DBN pumps N$2.9 billion in the economy for development in 2017. Development Bank of Namibia CEO Martin Inkumbi has expressed satisfaction with the Bank’s positive results.
DBN pumps N$2.9 billion in the economy for development in 2017. Development Bank of Namibia CEO Martin Inkumbi has expressed satisfaction with the Bank’s positive results.
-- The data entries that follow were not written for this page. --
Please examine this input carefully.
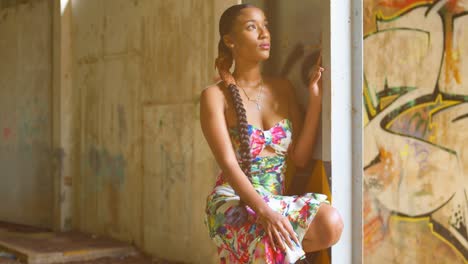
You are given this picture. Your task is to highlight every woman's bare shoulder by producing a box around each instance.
[264,76,294,93]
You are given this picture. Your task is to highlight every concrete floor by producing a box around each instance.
[0,222,179,264]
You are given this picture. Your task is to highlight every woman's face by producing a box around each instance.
[225,7,270,61]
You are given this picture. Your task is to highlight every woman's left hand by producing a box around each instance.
[309,50,325,97]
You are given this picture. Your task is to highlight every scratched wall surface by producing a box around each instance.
[363,0,468,263]
[0,0,53,228]
[72,0,229,263]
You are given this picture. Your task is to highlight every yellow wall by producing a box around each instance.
[72,0,236,263]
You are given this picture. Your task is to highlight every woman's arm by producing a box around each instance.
[287,63,323,169]
[200,85,268,217]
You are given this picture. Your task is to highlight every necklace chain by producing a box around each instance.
[241,79,263,111]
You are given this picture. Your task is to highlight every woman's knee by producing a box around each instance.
[311,204,343,247]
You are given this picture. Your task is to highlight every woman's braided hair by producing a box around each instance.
[215,4,254,177]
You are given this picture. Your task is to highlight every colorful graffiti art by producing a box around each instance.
[363,0,468,263]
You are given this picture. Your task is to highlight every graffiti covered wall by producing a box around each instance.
[363,0,468,263]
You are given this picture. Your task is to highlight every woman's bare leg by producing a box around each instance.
[302,203,343,252]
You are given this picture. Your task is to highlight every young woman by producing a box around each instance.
[200,4,343,263]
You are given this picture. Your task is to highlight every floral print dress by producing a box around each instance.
[204,119,328,264]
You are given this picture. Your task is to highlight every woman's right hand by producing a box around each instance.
[257,208,300,251]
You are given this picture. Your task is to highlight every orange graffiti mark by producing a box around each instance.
[364,216,385,251]
[444,18,461,86]
[445,0,465,14]
[379,0,434,9]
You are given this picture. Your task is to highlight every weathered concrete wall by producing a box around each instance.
[72,0,236,263]
[363,0,468,263]
[0,0,53,227]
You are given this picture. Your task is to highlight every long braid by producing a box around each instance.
[215,39,252,178]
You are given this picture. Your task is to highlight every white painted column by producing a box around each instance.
[323,0,363,264]
[52,0,77,231]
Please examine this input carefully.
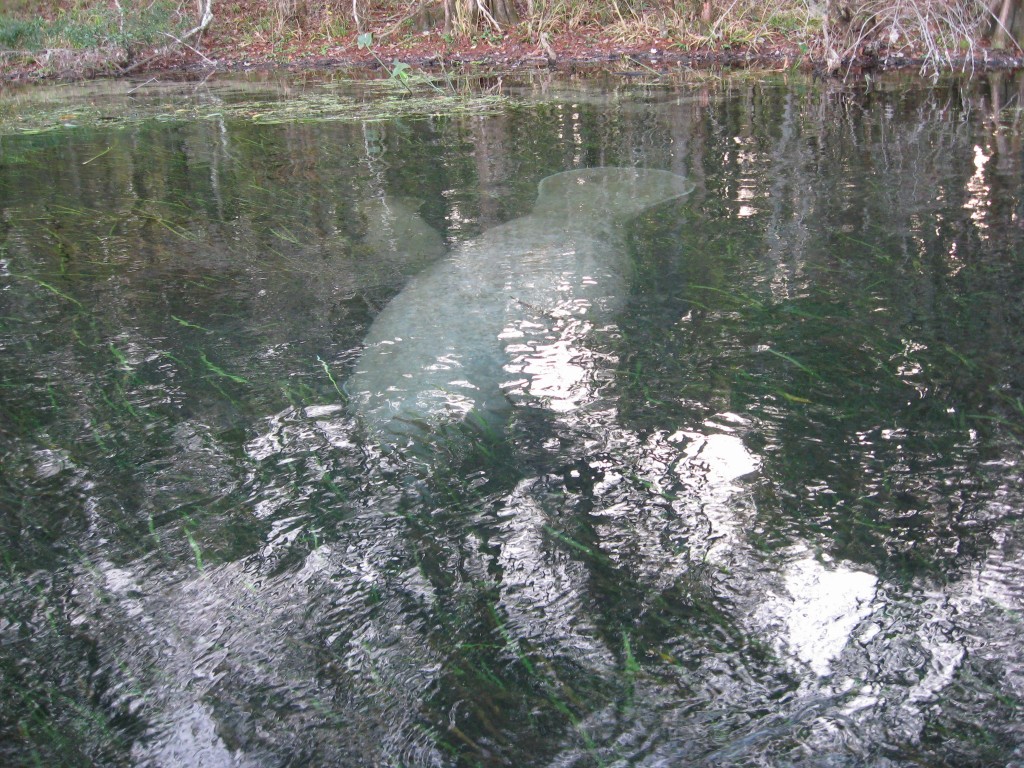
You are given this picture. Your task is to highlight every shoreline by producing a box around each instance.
[6,25,1024,85]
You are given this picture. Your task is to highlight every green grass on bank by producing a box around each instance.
[0,0,184,52]
[0,0,1007,73]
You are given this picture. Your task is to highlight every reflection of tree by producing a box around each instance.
[0,73,1024,764]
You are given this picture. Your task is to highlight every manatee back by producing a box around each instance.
[534,168,693,223]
Development Bank yields positive results in 2017

Jan 12 2018

The Development Bank of Namibia (DBN) has expressed satisfaction with its financial performance in an annual report for the financial year that ended 31 March 2017.

 

Speaking about the results, DBN CEO Martin Inkumbi says, the Bank’s loans and advances grew to N$6.7 billion, up from 3.8 billion for the 2016 period. The Bank’s profit was N$172 million. The bulk of this will be redirected to lending, with portions set aside to maintain prudential requirement liquidity standards, for the Project Preparation Fund and for corporate social investments (CSI).

 

The Project Preparation Fund (PPF) is deployed at the Bank’s discretion, to assist projects with exceptional potential development impact to further prepare business plans and improve their sustainability. In 2017 N$2.7 million was disbursed from the PPF to prepare projects in the fields of renewable energy, and affordable land and housing.

 

In total, the Bank’s assets grew to N$7.8 billion at 31 March 2017, compared to N$4.6 billion at 31 March 2016.

 

Asked about loan impairments, Inkumbi says that the Bank’s impairment ratio is 2.9%, below the target of 3% that the Bank imposes on itself. He points out that impairments are delayed repayments, and do not constitute bad debts until the Bank is forced to take legal action. He goes on to say that the level is substantially lower than the 7% benchmark of the Association of African Development Finance Institutions (AADFI).

 

In terms of its impact, Inkumbi says the Bank projects that its approvals in 2017 created 2,197 temporary jobs and 1,607 new, permanent jobs. Of its approvals, N$894 million was allocated to previously disadvantaged Namibians, with N$257 million approved for women entrepreneurs and N$148 million for young entrepreneurs.

 

The Bank, Inkumbi says, has also made strides towards addressing national issues. N$436 million was allocated to construct 736 housing units, and N$114 million was approved for servicing of 498 erven. Allocations to energy generation amounted to N$462 million.

 

For the financial period that ended March 2017, the Bank has observed lower credit demand in some key economic sectors such as manufacturing and tourism. Allocations to the manufacturing sector for the period amounted to N$140 million. The tourism and hospitality sector received allocations of N$62 million. The Bank’s cumulative investments in these two sectors however remains satisfactory at N$585 million for manufacturing and N$ 452 for the tourism as at the end of March 2017.The transport and logistics sector received allocations of N$2,804 million. These sectors were identified as key to economic development in terms of NDP4, and are still noted as key sectors in NDP5. The Bank does not engage in direct lending to primary agricultural projects, but it does finance agro-processing businesses.

 

Inkumbi continues by saying that largest regional allocation went to Erongo (N$2,968 million), followed by Khomas (N$524 million) and Omaheke (N$172 million). Projects crossing regions received N$120 million in approvals. In the densely populated northern regions, Oshana led approvals with N$143 million, followed by Omusati with N$130 million.